Öyle ya; 28 Şubat’ta hiçbir zarar görmediler... Hatta, bazı yöneticileri, Çevik Bir’in huzuruna çıkıp;
“Akit ile Zaman’ı birbirine karıştırmayın... Biz onlardan değiliz” bile dediler!..
60 DÂVÂ BİRDEN!
Aradan yıllar geçti...
Geldik bugünlere...
Açık ve net söyleyelim;
“28 Şubat’tan beter” demeye hakkı olan “en son gazete” herhalde Zaman olmalıdır... Ama; “Kirli 17 Aralık Operasyonu” ile başlayan “Dost Modern Darbe” sürecinin “28 Şubat’tan beter” olduğunu söylemeye hakkı olan tek gazete Akit’tir!..
Zira, Akit; İsrail kaynaklı “28 Şubat Süreci”nde görmediği kadar bir “davâ bombardımanı” ile karşı karşıyadır...
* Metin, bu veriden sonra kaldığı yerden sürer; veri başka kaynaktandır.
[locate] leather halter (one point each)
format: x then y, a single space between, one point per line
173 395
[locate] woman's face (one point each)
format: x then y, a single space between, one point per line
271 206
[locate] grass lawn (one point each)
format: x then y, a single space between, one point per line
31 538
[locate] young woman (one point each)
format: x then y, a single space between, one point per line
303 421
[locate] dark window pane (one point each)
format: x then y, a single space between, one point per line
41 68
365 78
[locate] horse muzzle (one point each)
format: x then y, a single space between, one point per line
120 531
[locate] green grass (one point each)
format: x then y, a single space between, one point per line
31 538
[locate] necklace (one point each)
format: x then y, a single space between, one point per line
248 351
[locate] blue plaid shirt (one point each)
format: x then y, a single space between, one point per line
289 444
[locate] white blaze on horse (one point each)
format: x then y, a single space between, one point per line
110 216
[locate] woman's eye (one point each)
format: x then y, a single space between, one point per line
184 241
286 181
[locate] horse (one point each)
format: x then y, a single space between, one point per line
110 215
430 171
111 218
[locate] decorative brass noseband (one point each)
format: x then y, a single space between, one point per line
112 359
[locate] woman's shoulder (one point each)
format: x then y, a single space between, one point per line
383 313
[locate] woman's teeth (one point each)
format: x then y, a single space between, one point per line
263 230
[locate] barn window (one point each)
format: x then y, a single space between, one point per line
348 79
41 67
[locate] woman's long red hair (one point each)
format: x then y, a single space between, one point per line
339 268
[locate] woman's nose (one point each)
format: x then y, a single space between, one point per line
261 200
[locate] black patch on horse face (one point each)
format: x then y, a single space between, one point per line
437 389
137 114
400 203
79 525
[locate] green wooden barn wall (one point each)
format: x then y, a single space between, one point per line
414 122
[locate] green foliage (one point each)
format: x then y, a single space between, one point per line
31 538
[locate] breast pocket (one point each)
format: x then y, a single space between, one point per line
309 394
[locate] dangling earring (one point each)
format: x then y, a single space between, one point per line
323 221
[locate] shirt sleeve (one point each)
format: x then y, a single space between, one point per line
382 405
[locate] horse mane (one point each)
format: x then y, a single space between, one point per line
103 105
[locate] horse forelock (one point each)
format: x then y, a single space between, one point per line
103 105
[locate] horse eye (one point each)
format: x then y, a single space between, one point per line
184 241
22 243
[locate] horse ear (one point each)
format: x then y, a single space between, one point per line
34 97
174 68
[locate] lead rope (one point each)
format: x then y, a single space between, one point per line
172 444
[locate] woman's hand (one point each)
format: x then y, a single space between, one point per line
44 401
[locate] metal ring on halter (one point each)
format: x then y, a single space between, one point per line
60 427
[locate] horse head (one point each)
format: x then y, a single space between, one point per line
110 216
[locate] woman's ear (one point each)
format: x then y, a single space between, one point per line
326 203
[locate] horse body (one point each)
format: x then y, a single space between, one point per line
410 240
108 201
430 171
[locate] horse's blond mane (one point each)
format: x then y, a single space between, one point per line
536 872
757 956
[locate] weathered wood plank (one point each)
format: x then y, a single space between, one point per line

Bugünkü sürmanşetimizde okuyacağınız gibi; Fethullah Gülen’in avukatları tarafından “Akit yazarları ve muhabirleri” hakkında “tam 60 dâvâ” açılmış, iyi mi?..
30’u “ceza” dâvâsı,
30’u “tazminat” dâvâsı!..
Rekor, Hasan Karakaya olarak bende... Benim hakkımda, “tam 32 dâvâ” açılmış... Yazarımız Mehtap Yılmaz’a 10, muhabirlerimiz Mehmet Özmen, Hüseyin Kulaoğlu ve Naim Taşbaşı’na da çeşitli dâvâlar açılmış...
Kendi adıma söyleyeyim;
“Karanlık 28 Şubat Süreci”nde; “bir günde, üst üste 5 dâvâ”ya girmişliğim olmuştu...
“Dost Modern Darbe Süreci”nde ise; “1 günde 32 dâvâ”ya girmek zorunda kalacağım!..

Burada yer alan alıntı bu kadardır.